Aquamarine Power prepares for second Oyster installation

June 20, 2011

Wave energy company Aquamarine Power  took the first step towards  installation of its second full-scale Oyster wave energy converter  last week  [15 June] with the arrival of the „Excalibur‟ jack-up barge in Orkney.


The vessel is now stationed at the European Marine Energy Centre‟s (EMEC) Billia Croo site, where  the Oyster will be installed  later this summer.

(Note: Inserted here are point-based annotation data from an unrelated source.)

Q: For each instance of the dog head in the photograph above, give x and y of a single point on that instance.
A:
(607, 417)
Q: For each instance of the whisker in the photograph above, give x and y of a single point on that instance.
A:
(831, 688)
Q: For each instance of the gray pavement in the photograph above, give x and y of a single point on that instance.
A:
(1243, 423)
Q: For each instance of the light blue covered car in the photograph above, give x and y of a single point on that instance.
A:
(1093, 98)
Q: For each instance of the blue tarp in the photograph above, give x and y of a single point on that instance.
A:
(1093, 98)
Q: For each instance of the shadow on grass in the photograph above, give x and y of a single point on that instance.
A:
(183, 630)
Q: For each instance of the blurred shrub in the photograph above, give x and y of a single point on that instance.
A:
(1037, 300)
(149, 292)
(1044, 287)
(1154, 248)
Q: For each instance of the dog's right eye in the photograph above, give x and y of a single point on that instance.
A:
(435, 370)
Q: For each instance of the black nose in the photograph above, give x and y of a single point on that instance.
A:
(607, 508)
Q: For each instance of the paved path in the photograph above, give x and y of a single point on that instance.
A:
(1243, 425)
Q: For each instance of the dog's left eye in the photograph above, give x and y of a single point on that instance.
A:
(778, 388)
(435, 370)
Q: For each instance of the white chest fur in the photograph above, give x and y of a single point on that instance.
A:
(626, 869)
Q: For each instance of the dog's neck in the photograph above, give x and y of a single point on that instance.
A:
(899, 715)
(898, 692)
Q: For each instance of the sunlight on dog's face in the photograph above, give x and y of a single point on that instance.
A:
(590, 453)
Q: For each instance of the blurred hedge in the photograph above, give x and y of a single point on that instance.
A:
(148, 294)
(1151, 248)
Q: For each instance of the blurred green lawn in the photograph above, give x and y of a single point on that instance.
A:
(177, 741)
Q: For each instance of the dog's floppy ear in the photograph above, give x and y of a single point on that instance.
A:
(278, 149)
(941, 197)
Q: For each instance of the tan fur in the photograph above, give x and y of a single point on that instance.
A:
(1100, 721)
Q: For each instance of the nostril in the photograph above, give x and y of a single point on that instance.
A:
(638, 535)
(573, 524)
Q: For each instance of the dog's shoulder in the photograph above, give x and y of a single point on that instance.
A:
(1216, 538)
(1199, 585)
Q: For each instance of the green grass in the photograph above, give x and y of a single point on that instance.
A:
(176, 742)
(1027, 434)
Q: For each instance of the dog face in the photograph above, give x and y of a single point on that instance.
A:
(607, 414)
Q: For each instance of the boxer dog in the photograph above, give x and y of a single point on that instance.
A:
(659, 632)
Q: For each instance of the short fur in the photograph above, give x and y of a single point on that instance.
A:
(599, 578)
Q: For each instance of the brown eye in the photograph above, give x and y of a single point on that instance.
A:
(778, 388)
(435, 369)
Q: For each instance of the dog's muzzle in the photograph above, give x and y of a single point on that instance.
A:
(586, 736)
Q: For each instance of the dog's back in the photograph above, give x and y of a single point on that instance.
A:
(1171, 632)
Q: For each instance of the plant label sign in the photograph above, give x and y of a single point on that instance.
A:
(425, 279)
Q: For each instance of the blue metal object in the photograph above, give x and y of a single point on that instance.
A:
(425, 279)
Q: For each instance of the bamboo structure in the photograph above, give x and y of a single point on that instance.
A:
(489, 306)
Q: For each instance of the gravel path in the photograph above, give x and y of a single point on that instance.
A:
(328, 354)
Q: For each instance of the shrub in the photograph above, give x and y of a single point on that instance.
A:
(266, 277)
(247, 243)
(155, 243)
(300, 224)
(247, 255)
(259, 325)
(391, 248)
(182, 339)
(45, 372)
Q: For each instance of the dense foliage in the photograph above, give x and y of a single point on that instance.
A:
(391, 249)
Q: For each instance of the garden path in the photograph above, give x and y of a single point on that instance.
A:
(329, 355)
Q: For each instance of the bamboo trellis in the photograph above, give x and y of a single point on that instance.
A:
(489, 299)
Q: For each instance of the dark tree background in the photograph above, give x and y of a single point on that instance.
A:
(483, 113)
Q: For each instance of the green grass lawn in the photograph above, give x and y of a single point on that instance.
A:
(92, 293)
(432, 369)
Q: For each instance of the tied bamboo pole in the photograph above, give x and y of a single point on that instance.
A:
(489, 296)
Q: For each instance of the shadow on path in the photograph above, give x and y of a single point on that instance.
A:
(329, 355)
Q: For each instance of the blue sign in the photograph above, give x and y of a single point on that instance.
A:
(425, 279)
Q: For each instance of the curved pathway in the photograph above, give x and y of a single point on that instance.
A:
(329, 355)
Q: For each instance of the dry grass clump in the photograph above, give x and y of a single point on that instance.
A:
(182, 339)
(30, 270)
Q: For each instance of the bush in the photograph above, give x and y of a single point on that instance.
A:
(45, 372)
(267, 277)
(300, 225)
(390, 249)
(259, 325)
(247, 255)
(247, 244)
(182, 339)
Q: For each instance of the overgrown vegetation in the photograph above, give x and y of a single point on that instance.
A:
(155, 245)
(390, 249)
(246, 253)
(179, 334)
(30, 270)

The jack-up barge will  now begin drilling piles into the seabed  to provide the foundation for  the second generation device.


The Oyster device is due to arrive in Orkney  late  July.  The device has been manufactured by Burntisland Fabrications  at its  Methil and Arnish yards.   The fully-fabricated Oyster will be transported from Methil to EMEC by barge in July.


The next phase of installation will see Oyster being fixed to the seabed piles around 500 metres from shore.  This will be followed by a commissioning process which will see the device connected to an onshore hydro-electric generator via subsea pipelines.


Work has been ongoing onshore at Billia Croo since October last year when preparation for the  directional drilling of the subsea pipelines began.   These  pipelines were successfully completed in May.


Martin McAdam, Chief Executive Officer of Aquamarine Power commented:   “The installation of  our second full-scale  Oyster  will be  another major milestone for Aquamarine Power.  Our  team will be working very hard over the next few months to complete the project for sea trials to begin in the autumn.


“We have been made to feel very welcome in Orkney since we installed our first Oyster at Billia Croo in 2009.  We have worked with more than 30 local firms and spent directly over £2 million in the local economy since we began working in Orkney.


“We believe wave energy offers a very positive future to Orkney and we look forward to continuing to build on those relationships with our second Oyster project.”


Aquamarine Power installed its first grid-connected Oyster wave energy device at EMEC in Orkney in 2009.   The first Oyster  operated through two winters and delivered over 6000 offshore operating hours.


In March 2011, Aquamarine Power removed the first Oyster‟s buoyant flap and towed it from its berth to a sheltered seabed site at Lyness, around ten miles south-east of Billia Croo.   This operation was successfully completed by Orkney Towage and Leask Marine.